Film nareszcie się skończył. Natalia wstaje, nie zwracając na mnie uwagi. Rusza przed siebie, a ja podążam za nią jak przestraszony pies, który wie, że zrobił coś złego i obawia się gniewu swojej pani. Ale kiedy opuszczamy budynek, udaje mi się ją dogonić.

– Natalia... – mówię. Nie odpowiada, nawet nie obraca się w moją stronę. – Natalia! – wykrzykuję głośniej.

Wreszcie zareagowała. Zatrzymała się i spogląda mi prosto w oczy. Nie wiedziałem, że kiedykolwiek dostrzegę w oczach mojej żony tyle oziębłości.

– Przepraszam, ale nie pójdziemy na kawę.

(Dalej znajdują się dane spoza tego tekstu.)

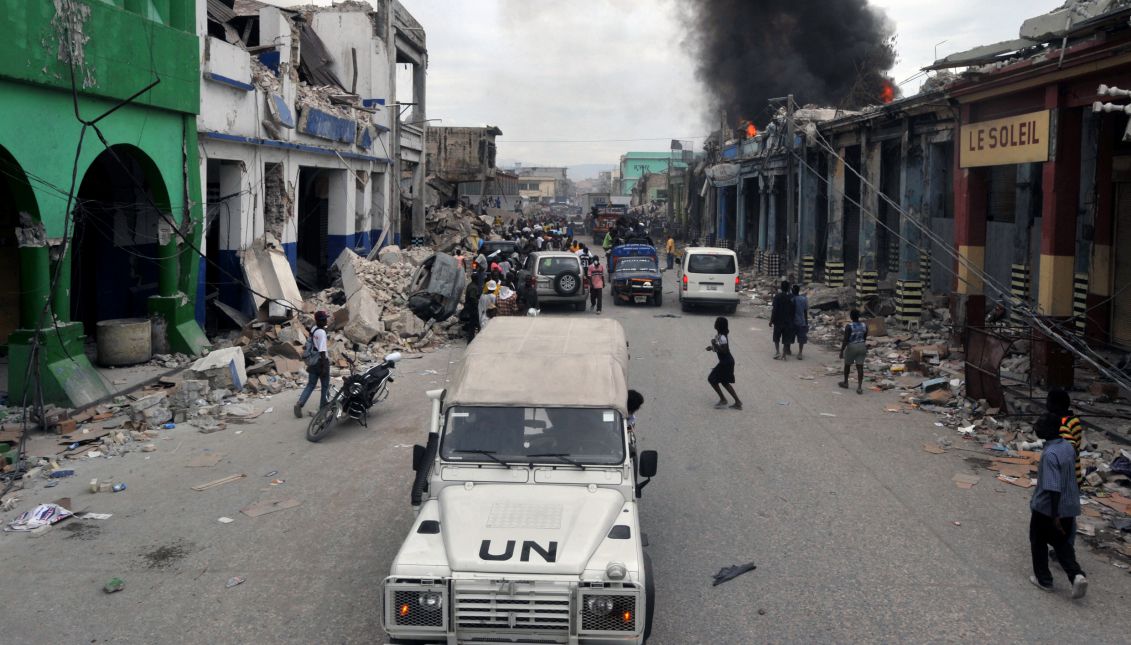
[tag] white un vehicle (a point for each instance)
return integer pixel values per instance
(527, 525)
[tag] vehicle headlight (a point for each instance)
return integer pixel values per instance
(599, 604)
(430, 601)
(615, 572)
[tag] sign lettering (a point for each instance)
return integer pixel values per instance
(1002, 142)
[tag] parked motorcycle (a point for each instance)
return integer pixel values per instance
(357, 394)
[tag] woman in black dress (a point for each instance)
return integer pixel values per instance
(724, 371)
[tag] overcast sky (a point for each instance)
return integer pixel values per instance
(597, 70)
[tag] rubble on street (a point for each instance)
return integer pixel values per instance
(926, 371)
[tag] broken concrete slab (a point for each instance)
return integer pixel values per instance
(364, 318)
(268, 273)
(222, 368)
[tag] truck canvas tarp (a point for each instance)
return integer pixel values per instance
(593, 351)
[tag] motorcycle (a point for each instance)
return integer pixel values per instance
(357, 394)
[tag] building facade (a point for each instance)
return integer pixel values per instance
(302, 145)
(101, 221)
(1002, 188)
(632, 166)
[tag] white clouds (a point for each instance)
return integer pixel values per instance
(618, 69)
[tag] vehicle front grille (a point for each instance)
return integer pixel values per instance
(511, 605)
(621, 619)
(409, 612)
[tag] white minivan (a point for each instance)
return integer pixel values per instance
(709, 276)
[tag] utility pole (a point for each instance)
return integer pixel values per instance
(791, 231)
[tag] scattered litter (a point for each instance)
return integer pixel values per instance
(965, 481)
(732, 572)
(42, 515)
(221, 481)
(206, 461)
(265, 507)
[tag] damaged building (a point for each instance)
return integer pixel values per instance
(98, 222)
(1002, 188)
(462, 163)
(303, 147)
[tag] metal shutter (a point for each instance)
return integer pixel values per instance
(1121, 301)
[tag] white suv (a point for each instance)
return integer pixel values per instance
(709, 276)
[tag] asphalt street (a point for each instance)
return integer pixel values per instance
(858, 535)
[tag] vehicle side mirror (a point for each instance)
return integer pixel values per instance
(648, 463)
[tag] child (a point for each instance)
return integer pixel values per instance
(724, 371)
(853, 350)
(1054, 507)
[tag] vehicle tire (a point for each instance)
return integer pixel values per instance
(567, 283)
(321, 423)
(649, 595)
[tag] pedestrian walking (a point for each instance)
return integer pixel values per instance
(1054, 507)
(782, 320)
(854, 349)
(318, 364)
(800, 319)
(596, 284)
(723, 375)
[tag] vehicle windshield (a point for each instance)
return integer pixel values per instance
(519, 435)
(710, 263)
(636, 264)
(554, 266)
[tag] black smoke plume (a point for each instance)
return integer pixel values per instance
(829, 52)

– Ale przecież obiecałaś – zwracam uwagę.

Przed ołtarzem też coś sobie obiecywaliśmy i co? – odpowiada ostrym tonem, który jednak na moment się łagodzi. – Nie jestem jeszcze gotowa na więcej.

Przywiązuję dużą wagę do słowa „jeszcze”…

– A mogę liczyć, że to się zmieni? – zapytałem, drżącym z nerwów głosem.

– Zobaczymy – odpowiada spokojnie.

Jestem rozczarowany i przygnębiony. Ale jednocześnie ożywa we mnie iskierka nadziei i jej się będę trzymał.